Yes. Peter Glass was a man long overdue for the attention of the skies. Whenever some hint of the mysterious and wonderful came creeping shyly into the world, it was always he who'd rush to be interviewed and turn everything to mud with his touch. It was the planet Venus, it was a low-flying plane, the witnesses imagined it all, he was just lying, she is mentally disturbed, who can believe in little green men anyway?
(A cheap newspaper phrase, that last. In the classic accounts They are never green.)
It is particularly maddening when an encounter we know to have been physically real is explained away as hallucination. People who ought to be fighting at our side are seduced by talk of visitations and abductions being all a matter of strange psychological states blah blah blah which if properly studied might give new insight into the mind and blah blah blah. What is this stuff but a fancy version of "he's barmy and she made it all up"? Of course it must be said that some people do make it up. I loathe a hoaxer.
The large oblong indicator at dead center of Mackay's panel went red and a low buzz sounded. I keep my distance from electronics hobbyism, but that one was obvious enough. The kid had clocked what was presumably the right car going by. Now he should be hauling out that big DIVERSION sign from the sodden undergrowth. A quiet country lane was about to become quieter.
I always kept the pallid mask off until the last minute: it's hot and uncomfortable. Lights were flickering in the distance, approaching. Glass himself would be seeing those eerie reflections rise up the wet trees. Perhaps they would take on a new significance for him, now or in retrospect, because Mackay had flicked the first of his switches. Could the tiny hiss even be heard over the engine noise? A receptive frame of mind was needed.
In the classic UFO encounter by road and by night, an unidentifiable light is seen above and the car ignition mysteriously fails. This will often be the preliminary to a "missing time" or even an "alien abduction" experience. We were certainly going to see to that. At the second click from Mackay's board the quartz-halogen cluster blazed intolerably from the sky (in fact from a cable slung precariously between tall trees on either side of the lane), and at the third Glass's ignition mysteriously failed.

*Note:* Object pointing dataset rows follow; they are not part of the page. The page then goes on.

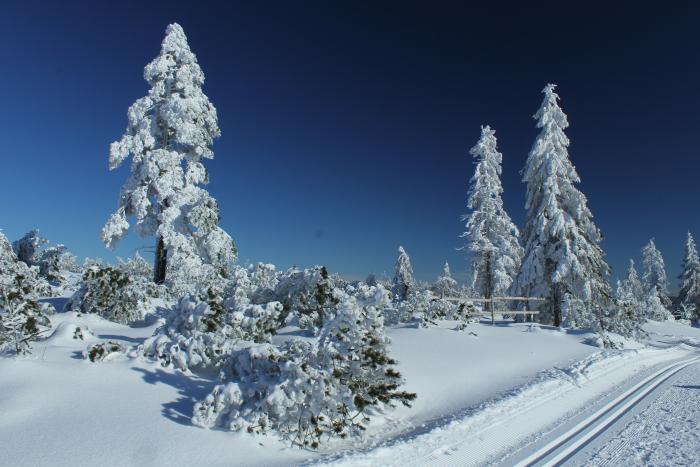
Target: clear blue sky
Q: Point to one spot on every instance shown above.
(346, 125)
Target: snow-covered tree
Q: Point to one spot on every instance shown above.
(355, 346)
(170, 133)
(113, 293)
(307, 296)
(27, 248)
(689, 294)
(655, 278)
(492, 238)
(308, 391)
(22, 317)
(446, 285)
(202, 332)
(56, 262)
(631, 287)
(631, 301)
(562, 244)
(403, 277)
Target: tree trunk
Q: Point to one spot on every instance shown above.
(556, 304)
(161, 262)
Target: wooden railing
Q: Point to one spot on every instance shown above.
(491, 301)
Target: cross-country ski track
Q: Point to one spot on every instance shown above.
(549, 421)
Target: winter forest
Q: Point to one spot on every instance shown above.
(192, 357)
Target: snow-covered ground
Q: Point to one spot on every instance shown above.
(481, 394)
(666, 432)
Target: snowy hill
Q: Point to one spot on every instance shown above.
(60, 409)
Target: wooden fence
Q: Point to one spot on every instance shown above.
(491, 301)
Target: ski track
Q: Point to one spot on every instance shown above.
(489, 433)
(667, 432)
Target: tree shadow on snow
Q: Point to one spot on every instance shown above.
(190, 388)
(119, 337)
(57, 302)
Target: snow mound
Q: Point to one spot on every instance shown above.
(69, 332)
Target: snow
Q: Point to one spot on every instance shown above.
(487, 382)
(667, 432)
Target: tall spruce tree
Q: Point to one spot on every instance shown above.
(403, 277)
(655, 279)
(563, 259)
(170, 133)
(688, 300)
(445, 285)
(492, 238)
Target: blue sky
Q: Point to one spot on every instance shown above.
(346, 125)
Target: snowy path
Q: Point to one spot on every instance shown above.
(666, 431)
(567, 405)
(568, 445)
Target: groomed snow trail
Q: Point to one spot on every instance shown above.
(493, 431)
(567, 445)
(667, 432)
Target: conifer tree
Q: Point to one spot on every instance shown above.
(655, 278)
(632, 287)
(403, 277)
(169, 135)
(27, 248)
(446, 285)
(562, 244)
(492, 238)
(22, 317)
(689, 294)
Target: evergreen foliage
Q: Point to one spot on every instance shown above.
(492, 238)
(563, 260)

The sky-gods command powers beyond our scope, of course, and their servants down here must resort to earthly expedients. I think a priest might feel the same when he doles out the bread and wine and is sure it represents a truth, while doubting that the miracle of blood ever really comes to pass as it had in scriptural days. Mackay's opposite number in London had done his part well enough: the relay in the HT circuit and the tiny cyli
nder with its servo-operated valve just under the driver's seat. Of course it is the signal from the first switch that releases the gas.
Longstead 42 is a transparent and almost odorless psychotropic agent, used to ensure the properly receptive frame of mind. Its effects do not last long, but Glass was still trembling and almost helpless in his stalled Volvo when we adjusted our bulging masks and came to him. The sequence of events, colored and exaggerated by the mild hallucinogen, must already have been etching itself deep into his memory . . . all the more so for its theoretical familiarity. His own scoffing researches would reinforce the impact of what happened now. I tried to be gentle with the hypodermic, but there was no need to conceal this injection. Unexplained scars and puncture marks are all part of the classic abduction experience.